Constantly Rebalanced Portfolios, Part One
A decade ago, the Stanford Report was excited about a new hedge fund, Mountain View Analytics, run by the well-pedigreed Thomas Cover. To wit:
Tom Cover has the next-best thing to a time machine: He has an algorithm — a computational procedure — that uses the past to predict the future. It works as well or better than hindsight, outperforming a pretty good investment strategy: diversifying your stock portfolio and hoping that performance of superstars will more than make up for money wasted on losers. [several paragraphs redacted] So who wants to be a millionaire?
Sometime earlier this year, the domain registration on mountainviewanalytics.com expired, the page having not been updated for many years. These posts are intended to answer why constantly rebalanced portfolios (CRPs) — the broad class of investment strategies of which Cover’s is one — don’t actually work.
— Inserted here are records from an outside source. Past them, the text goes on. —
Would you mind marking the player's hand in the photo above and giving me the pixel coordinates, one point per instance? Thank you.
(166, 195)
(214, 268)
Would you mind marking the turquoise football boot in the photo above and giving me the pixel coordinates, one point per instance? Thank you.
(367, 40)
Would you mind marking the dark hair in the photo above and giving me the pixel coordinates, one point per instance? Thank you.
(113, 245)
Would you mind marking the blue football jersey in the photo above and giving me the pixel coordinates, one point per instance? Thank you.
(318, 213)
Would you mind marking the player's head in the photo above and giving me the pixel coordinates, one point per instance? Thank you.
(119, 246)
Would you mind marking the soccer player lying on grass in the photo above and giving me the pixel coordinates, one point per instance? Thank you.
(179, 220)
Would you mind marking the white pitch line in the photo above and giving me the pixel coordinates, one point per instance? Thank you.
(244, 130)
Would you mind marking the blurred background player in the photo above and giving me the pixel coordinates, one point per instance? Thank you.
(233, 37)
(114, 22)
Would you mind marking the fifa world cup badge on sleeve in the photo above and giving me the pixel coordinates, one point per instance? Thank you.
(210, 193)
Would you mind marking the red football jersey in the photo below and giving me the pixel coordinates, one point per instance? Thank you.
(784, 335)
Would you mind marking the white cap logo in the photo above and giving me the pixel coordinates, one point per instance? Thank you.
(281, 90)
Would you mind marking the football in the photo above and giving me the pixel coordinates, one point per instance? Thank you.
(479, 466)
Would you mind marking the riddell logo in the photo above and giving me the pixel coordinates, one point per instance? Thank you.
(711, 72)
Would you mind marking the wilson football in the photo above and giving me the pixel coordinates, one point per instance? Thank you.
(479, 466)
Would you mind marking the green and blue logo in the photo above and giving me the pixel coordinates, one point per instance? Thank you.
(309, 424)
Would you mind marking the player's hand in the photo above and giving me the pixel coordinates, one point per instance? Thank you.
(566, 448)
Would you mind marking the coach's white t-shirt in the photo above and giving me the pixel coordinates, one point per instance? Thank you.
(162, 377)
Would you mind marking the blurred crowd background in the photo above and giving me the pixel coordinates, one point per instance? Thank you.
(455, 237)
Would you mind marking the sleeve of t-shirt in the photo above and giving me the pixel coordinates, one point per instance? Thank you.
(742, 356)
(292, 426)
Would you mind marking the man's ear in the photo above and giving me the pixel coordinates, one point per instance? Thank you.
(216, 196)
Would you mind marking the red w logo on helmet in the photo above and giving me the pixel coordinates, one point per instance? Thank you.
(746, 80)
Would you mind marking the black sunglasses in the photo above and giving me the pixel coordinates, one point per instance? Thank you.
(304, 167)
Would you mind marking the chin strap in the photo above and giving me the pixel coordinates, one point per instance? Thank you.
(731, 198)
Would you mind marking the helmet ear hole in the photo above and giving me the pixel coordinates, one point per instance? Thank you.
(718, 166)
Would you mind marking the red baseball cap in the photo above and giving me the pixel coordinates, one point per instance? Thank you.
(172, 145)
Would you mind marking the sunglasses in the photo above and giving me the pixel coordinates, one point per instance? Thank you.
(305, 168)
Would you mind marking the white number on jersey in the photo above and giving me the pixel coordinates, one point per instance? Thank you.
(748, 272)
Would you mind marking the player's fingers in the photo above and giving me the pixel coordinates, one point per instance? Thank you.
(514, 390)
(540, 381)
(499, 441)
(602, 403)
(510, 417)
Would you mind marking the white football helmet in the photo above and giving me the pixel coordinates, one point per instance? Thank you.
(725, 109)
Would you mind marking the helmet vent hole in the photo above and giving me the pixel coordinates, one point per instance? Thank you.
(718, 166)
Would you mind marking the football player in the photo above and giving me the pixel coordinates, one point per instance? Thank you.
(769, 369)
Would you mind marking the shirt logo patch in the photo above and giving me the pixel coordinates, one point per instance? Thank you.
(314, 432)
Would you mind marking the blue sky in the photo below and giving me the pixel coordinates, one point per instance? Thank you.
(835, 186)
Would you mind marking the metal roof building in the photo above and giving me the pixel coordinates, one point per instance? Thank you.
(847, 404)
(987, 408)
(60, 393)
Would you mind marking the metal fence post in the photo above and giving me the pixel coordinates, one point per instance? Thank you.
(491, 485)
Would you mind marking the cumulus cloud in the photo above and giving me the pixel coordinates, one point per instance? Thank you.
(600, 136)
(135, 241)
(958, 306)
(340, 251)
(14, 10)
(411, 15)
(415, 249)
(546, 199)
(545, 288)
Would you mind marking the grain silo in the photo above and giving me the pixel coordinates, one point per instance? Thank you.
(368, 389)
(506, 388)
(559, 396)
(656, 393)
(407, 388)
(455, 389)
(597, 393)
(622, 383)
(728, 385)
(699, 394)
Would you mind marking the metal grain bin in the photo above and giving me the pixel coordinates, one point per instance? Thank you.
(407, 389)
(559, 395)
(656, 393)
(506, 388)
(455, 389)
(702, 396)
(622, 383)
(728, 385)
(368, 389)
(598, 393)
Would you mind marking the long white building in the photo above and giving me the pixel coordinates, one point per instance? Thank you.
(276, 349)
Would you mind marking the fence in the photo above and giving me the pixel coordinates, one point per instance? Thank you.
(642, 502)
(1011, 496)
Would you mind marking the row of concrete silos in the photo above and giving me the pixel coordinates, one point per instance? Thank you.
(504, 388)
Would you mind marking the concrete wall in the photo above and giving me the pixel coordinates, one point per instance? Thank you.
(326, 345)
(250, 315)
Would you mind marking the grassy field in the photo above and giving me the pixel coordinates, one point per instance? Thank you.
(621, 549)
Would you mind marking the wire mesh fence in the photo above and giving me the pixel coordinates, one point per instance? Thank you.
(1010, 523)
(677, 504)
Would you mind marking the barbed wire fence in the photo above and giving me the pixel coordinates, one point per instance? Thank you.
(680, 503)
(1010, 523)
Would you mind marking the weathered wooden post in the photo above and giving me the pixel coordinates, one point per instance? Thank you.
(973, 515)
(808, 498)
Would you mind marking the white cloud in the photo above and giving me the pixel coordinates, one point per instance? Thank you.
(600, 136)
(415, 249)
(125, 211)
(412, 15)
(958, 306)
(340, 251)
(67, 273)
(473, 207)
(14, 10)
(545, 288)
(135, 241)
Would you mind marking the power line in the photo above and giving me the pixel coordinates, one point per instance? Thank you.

In this post, I’ll give the technical and theoretical background, and in the next post, I’ll talk about the myriad of ways CRPs come up short in practice.
Why bother? Well, I think that CRPs are an interesting problem for two reasons:
They provide a very illuminating example of the issues involved in bringing academic theory into practice, and the risks of hubris inherent in that process.
They involve some very interesting math. They are featured at the end of the book Prediction, Learning, and Games (which I have considered buying if only for its cool cover art) which suggests they can be thought of as representing a culmination of learning theory, one of the more interesting topics I’ve had the opportunity to study in grad school.
The idea behind a CRP is that you always maintain a constant portfolio (distribution) of your wealth regardless of how the underlying assets in the portfolio change in value. So, if you’re mixing fifty-fifty between two stocks and one of them doubles in value while the other stays the same, you’d sell a quarter of your expensive stock holdings and use the proceeds to buy the cheaper stock — this maintains your holdings at an even split of wealth. Ideally, this scheme allows you to capture the value from positive swings in price while priming your portfolio to be ready for when undervalued assets become more in line. I probably should know a real answer to this, but my guess would be that if all the movements of the assets in your portfolio are completely arbitrary and not reflective of any kind of underlying value, then a CRP is your optimal policy.
Now, okay, let’s get into some math (sorry for the formatting, tumblr is nice for many things but not for this). Let x be a CRP (row vector of non-negative values, without loss of generality have it sum to 1 by introducing a “cash” asset if you’d like). Let aN represent a column vector of the return of the assets of the N-th day. (So if they were stocks, it would be a column vector that looks like [.97, 1.04, 1.01, …]).
Then we see:
return from best CRP in hindsight= max over x: (x * a1)(x * a2)(x * a3)*…
Now consider the RHS. By monotonicity of log, the same x will also solve:
max over x: log(x * a1) + log(x * a2) + log(x * a3) + …
which is equivalent to
min over x: -log(x * a1) - log(x * a2) - log(x * a3) - …
So this is the insight transforms the task into an online convex optimization problem: minimizing a convex function (the sum of all those negative logs), over a convex domain (the simplex), which changes in an online fashion (you’re not statically optimizing, instead you get a new update every day).
If this sounds cool to you, you’ll probably want to check out Elad Hazan’s recent paper summarizing online convex optimization in this context. But essentially, there are now a large number of algorithms which stay competitive with the best CRP in hindsight. What’s neat about these algorithms is that, to achieve these bounds, you generally act to optimize over what you’ve currently seen, performing gradient-descent type algorithms over your historical data set. While gradient descent makes lots of sense in offline convex optimization, It’s very neat to me that such algorithms are successful in the online setting, where the shape of the space you’re optimizing over can change so dramatically from time step to time step, because assets could plummet or soar in value and you have no control over that.
So, I hope I’ve given a good illustration of how this should work in theory. Next time: why doesn’t it work in practice.